В машине Ольга попыталась объяснить хозяину, что у нее на заводе осталась подруга, что она тоже работала на ферме. Но хозяин только кивал головой и поглядывал на фрау.
– Найн! Айн остарбайтер. Найн. Алес нихт! Ты хорош!
Машина переехала мост через реку и перед Ольгой открылась ошеломляющая картина: Чистые, ухоженные поля, луга с пасущимися стадами черно-белых коров, пробегающие веселые перелески. Красота! Защемило под сердцем: «Когда они успевают за всем этим следить? Домики, как на картинке! Ни одного плетня, ни одного забора. И дорога не трясет. Как хочется домой. Мамочка, забери меня отсюда!».
– Олга Ковал? – хозяин заглянул в бумажку, полученную от переводчика, – герр Франц, фрау Фрид, – немец тыкал пальцами то себе в грудь, то своей спутнице, – майн фамилия.
Фрау Фрид резко оборвала своего мужа и показала на дорогу, что-то бормоча себе под нос. Подъехали к красивой усадьбе.

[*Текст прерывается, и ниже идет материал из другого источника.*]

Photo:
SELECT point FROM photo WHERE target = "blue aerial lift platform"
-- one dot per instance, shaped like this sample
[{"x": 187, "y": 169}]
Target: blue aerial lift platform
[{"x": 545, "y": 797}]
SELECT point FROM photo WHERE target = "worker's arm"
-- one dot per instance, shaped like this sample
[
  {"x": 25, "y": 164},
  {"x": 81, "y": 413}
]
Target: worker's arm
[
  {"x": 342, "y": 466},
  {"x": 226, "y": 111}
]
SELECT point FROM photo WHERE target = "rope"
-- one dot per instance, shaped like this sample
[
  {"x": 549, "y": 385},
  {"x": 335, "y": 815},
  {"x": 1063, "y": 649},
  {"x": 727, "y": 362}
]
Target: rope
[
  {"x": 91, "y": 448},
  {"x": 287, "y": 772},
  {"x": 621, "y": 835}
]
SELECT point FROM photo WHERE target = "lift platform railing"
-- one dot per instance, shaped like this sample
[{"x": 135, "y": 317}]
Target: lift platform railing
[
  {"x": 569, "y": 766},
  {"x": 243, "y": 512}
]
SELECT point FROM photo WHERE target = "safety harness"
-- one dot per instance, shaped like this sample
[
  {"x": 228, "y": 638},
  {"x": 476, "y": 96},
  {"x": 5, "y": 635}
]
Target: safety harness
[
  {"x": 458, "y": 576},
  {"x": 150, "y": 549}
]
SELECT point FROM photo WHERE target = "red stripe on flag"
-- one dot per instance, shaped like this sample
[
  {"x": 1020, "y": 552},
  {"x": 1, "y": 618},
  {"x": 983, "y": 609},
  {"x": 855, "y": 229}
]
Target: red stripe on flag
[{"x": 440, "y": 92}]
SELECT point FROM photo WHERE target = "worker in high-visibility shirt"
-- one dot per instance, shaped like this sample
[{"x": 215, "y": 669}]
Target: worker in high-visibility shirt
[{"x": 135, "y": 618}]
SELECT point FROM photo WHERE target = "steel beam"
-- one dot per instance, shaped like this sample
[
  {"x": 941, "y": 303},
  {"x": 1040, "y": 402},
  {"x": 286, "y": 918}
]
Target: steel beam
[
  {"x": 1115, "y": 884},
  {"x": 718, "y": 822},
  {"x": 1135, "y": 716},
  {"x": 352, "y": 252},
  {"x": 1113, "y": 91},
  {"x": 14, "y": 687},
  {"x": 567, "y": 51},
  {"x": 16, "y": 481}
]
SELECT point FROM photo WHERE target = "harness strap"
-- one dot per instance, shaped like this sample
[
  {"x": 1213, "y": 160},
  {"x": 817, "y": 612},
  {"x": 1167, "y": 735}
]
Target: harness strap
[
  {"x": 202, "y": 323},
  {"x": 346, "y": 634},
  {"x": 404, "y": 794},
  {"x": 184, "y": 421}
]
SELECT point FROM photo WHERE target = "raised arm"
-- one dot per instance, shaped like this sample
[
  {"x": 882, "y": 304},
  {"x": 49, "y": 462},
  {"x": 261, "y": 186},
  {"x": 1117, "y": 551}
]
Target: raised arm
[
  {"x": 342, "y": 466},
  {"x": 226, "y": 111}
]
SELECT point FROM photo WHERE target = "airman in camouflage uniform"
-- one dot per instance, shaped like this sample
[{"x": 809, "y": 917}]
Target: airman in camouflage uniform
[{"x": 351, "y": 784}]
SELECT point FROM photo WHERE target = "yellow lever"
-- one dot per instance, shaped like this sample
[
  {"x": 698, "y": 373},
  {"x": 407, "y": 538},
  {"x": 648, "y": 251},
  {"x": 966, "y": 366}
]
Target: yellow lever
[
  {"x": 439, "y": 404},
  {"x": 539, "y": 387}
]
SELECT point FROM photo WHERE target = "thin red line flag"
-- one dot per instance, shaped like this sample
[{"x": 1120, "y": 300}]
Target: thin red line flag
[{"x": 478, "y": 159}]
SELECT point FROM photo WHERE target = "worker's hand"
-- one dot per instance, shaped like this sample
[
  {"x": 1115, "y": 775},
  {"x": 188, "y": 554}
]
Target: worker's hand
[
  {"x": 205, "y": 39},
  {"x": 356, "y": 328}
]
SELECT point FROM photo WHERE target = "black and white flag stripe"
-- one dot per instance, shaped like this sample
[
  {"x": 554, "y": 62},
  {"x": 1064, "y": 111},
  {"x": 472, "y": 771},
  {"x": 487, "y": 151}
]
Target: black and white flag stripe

– Майн Хауз! – немец горделиво тряхнул головой и затормозил у широкого крыльца. Фрау Фрид вытащила из своего ридикюля колокольчик, на звон которого выбежала девушка в голубом переднике.
– Герр Франц! Фрау Фрид! – девушка помогла выйти из машины хозяевам, – купили? Да какая хорошенькая! С удачной покупкой вас, девушка перешла на немецкий язык и, что-то без умолку тараторила. Фрау ее резко оборвала, дала какие-то распоряжения, и девушка скрылась с багажом за открытой дверью. Ольга попыталась выскользнуть из машины, чтобы немного размять ноги, но фрау жестом показала, чтобы Ольга оставалась в машине.
Через минуту девушка вернулась и направилась к Ольге.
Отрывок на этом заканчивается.